Выводы подобных самоанализов бывали порой совсем неожиданными и оригинальными, человеческие качества и пороки приобретали оценки, обратные общепризнанным. Взять такой вопрос: высокомерие – порок или качество, необходимое человеку? Обычно принято расценивать высокомерие как порок, Алехин же (по крайней мере для себя) пришел к обратному выводу. Если высокомерие порок, если от него нужно избавляться, чем же тогда можно оградить себя от назойливого любопытства и притворного участия людей, так и жаждущих покопаться в душе своего ближнего, разбередить в ней самые чувствительные раны? Что иное, как не высокомерие, дает надежный щит против ненависти конкурентов, помогает отражать уколы уязвленного самолюбия? Так же, как и честолюбие, это качество тоже необходимо человеку, стремящемуся достичь успеха в той или иной области. Оно подстегивает его, помогает подняться над людьми, завоевать популярность, славу.

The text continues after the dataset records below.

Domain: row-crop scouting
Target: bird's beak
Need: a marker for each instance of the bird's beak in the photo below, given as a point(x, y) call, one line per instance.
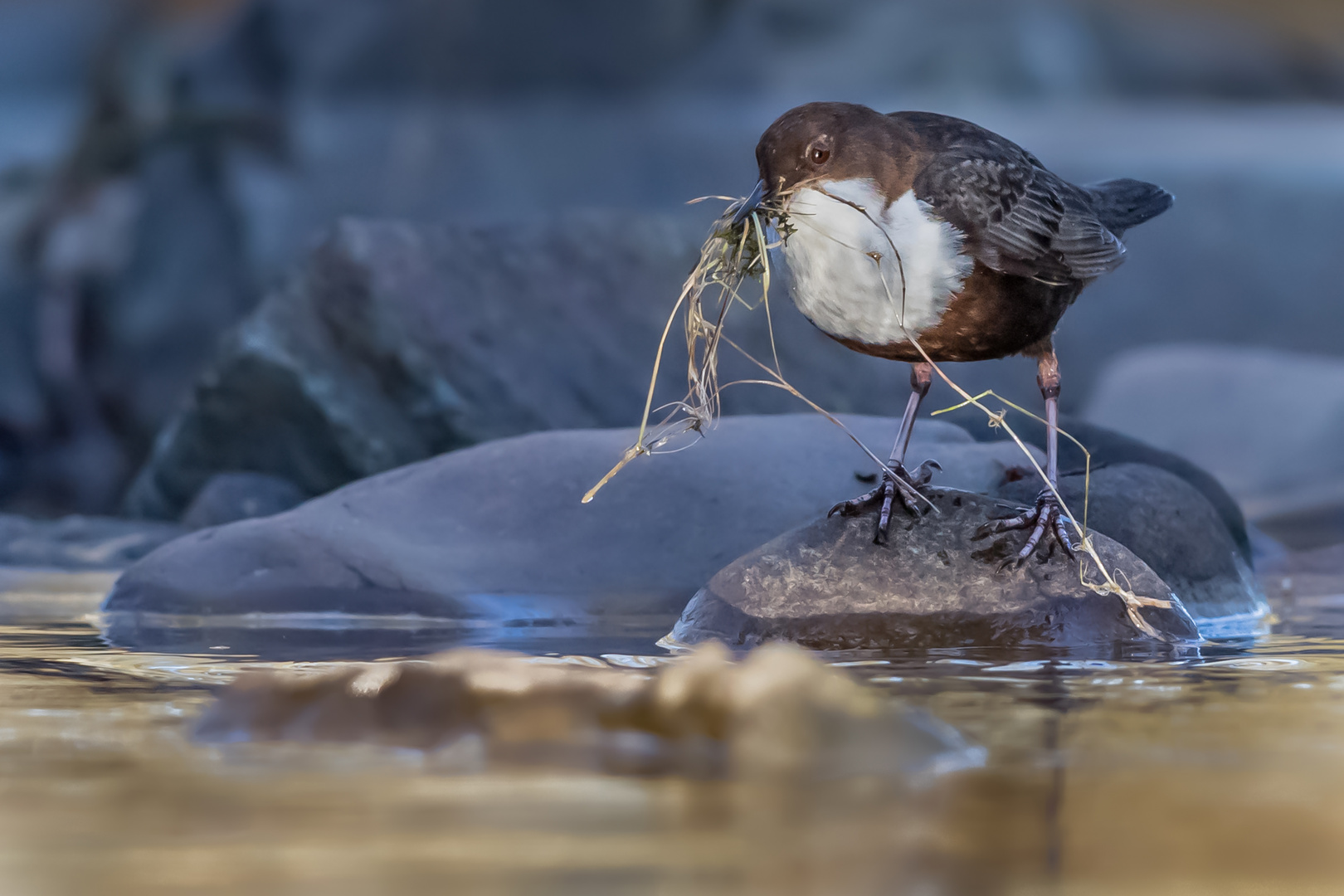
point(749, 204)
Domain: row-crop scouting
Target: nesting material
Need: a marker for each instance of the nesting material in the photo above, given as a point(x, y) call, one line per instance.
point(776, 712)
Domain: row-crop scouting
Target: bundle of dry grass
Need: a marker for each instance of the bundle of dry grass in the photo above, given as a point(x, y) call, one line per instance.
point(738, 250)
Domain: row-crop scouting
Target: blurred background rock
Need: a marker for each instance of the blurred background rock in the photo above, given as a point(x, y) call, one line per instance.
point(166, 164)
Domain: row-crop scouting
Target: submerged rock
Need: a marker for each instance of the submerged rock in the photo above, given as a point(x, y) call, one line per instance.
point(776, 713)
point(937, 583)
point(496, 533)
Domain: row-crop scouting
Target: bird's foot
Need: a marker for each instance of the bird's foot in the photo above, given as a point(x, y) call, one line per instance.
point(905, 486)
point(1043, 519)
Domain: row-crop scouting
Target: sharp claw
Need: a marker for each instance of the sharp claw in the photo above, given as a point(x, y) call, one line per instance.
point(923, 473)
point(1062, 535)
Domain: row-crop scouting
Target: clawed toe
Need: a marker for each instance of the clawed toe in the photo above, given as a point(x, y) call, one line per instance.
point(903, 488)
point(1043, 519)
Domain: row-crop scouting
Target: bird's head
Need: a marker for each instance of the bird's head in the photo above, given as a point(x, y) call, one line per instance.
point(817, 143)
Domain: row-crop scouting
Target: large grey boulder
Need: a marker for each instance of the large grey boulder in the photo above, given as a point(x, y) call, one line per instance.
point(937, 583)
point(399, 342)
point(496, 533)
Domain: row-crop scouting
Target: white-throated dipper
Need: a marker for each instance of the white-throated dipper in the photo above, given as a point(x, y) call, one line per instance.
point(917, 227)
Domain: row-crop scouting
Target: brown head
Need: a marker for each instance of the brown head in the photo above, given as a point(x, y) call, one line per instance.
point(834, 141)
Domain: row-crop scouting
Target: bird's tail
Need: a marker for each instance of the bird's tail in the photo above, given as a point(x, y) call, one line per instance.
point(1125, 203)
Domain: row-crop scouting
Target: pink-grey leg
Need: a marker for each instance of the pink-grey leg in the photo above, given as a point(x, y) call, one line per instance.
point(903, 483)
point(1046, 516)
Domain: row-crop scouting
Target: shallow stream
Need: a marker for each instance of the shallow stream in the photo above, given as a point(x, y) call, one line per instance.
point(1218, 770)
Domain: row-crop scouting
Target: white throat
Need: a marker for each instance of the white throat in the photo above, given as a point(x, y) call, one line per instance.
point(869, 270)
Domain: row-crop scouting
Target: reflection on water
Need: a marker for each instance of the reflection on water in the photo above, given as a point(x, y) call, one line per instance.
point(1218, 772)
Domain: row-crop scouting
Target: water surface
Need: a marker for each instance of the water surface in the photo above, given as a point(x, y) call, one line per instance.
point(1213, 772)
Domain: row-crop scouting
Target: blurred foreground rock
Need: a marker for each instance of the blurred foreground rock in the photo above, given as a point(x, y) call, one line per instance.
point(937, 583)
point(777, 712)
point(1266, 423)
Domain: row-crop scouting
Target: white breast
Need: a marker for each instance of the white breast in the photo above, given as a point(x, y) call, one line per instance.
point(843, 262)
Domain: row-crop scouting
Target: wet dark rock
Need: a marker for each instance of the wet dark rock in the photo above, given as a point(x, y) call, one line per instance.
point(496, 533)
point(80, 542)
point(1109, 448)
point(937, 583)
point(241, 496)
point(1170, 525)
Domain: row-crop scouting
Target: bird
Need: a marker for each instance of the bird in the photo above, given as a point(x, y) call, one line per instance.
point(923, 238)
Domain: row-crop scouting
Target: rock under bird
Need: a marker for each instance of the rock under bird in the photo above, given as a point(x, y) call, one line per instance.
point(925, 238)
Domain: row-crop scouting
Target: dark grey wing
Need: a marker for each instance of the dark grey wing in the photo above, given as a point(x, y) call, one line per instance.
point(1018, 217)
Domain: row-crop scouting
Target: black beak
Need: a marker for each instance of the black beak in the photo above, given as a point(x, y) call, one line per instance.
point(749, 204)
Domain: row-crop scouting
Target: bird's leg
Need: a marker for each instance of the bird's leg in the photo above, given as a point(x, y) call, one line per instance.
point(899, 481)
point(1046, 516)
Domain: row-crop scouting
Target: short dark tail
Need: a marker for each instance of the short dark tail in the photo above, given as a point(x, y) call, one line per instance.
point(1127, 203)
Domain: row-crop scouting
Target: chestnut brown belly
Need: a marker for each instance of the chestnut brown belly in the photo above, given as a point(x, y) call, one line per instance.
point(993, 316)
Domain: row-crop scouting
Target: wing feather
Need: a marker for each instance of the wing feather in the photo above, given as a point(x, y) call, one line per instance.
point(1019, 218)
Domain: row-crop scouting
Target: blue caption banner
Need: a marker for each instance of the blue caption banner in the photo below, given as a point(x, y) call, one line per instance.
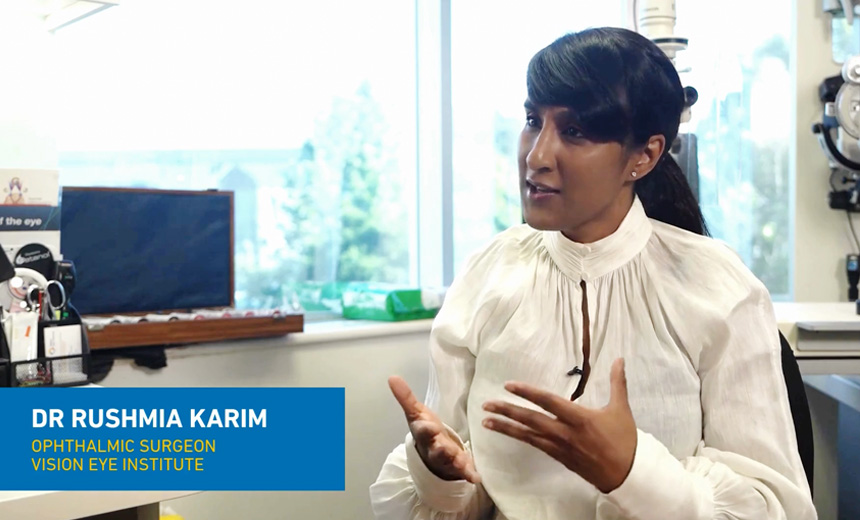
point(172, 439)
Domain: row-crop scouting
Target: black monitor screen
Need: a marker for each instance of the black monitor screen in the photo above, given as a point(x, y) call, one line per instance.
point(148, 250)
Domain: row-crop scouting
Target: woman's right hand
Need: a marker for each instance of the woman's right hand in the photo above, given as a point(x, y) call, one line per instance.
point(441, 451)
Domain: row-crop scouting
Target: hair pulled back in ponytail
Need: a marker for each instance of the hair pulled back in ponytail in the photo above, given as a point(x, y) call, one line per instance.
point(623, 88)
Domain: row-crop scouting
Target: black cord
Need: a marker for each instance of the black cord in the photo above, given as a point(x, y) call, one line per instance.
point(853, 233)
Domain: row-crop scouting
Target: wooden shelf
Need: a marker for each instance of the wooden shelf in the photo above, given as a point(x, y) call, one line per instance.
point(194, 331)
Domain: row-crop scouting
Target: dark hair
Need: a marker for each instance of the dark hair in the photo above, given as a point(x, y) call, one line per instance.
point(622, 88)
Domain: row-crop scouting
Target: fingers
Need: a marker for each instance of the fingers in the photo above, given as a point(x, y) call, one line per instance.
point(411, 406)
point(558, 406)
point(618, 384)
point(530, 418)
point(521, 433)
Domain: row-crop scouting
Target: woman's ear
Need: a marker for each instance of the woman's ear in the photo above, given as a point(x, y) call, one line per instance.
point(646, 159)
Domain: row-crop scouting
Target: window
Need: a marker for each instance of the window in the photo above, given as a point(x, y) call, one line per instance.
point(305, 110)
point(742, 122)
point(489, 62)
point(328, 128)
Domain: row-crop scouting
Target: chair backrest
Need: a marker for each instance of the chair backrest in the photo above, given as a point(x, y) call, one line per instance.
point(799, 408)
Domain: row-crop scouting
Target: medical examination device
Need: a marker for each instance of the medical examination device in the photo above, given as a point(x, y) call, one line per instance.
point(838, 133)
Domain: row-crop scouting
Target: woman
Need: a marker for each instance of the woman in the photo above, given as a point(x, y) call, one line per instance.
point(606, 360)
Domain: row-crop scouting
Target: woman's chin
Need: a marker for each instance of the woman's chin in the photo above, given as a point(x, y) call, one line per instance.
point(541, 222)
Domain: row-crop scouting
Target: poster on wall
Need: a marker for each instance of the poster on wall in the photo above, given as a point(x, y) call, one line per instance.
point(29, 209)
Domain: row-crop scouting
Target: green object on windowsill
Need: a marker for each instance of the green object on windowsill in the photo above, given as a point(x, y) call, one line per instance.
point(383, 302)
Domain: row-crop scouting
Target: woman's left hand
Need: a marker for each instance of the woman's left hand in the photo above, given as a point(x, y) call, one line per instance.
point(599, 445)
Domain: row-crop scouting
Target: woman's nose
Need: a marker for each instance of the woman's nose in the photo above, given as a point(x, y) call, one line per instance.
point(541, 157)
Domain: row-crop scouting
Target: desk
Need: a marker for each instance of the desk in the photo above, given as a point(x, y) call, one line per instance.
point(69, 505)
point(825, 338)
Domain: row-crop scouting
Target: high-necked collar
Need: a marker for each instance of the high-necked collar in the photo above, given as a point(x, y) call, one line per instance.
point(590, 261)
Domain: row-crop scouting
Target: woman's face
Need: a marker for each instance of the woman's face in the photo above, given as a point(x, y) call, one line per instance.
point(570, 183)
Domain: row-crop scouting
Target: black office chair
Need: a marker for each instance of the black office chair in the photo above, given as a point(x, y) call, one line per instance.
point(799, 408)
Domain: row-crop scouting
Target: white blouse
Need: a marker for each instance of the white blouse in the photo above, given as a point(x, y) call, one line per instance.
point(699, 338)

В среде, где жил Алехин, высокомерие служило ему надежной защитой, и он не считал нужным избавляться от этого свойства характера, обычно порицаемого людьми. «Талантливый человек, тем более гений, всегда беспокоит окружающих, – рассуждал Алехин. – Он возмущает покой людей посредственных уже одним тем, что он – гений, а людям этого не хочется признавать. Если не отразить их выпадов высокомерием, не отгородиться именно этим панцирем от их презрительных усмешек, завистливых взглядов, ненависти, нельзя создать что-либо выдающееся в искусстве, возвыситься над людьми в любой области жестокого жизненного состязания. Сочетание огромного честолюбия и нарочитого высокомерия помогало Алехину выдерживать уколы обиженных людей, которых он обходил в жизни и в шахматах.
Совсем иное дело зависть. Ослепленный этим чувством, завистник обычно неверно оценивает события, теряет объективность, необходимую для того, чтобы верно разобраться в том или ином явлении. Зависть к человеку мешает правильно понять его, оценить его действия, налагает на мысли и решения печать преднамеренности, лишает беспристрастности, а порой и порядочности.
Да, он именно завидовал Флору; в этом Алехин убедился во время своего визита в Чехословакию зимой тридцать третьего года. Дело не только в шахматных успехах, хотя маленький Флор в те годы достиг выдающихся результатов. Рядовые победы в международных турнирах принесли ему широкую известность. Энергичный чешский гроссмейстер вдоль и поперек исколесил Европу, выступая в турнирах, сеансах, консультационных партиях. Его невозможно было обыграть – за два года он ни разу не произнес в турнирах слова «сдаюсь». «Непробиваемый Флорик» – именовали его шахматные ценители, и их восторга не могли умалить те, кто упрекал молодого гроссмейстера в сухости и осторожности.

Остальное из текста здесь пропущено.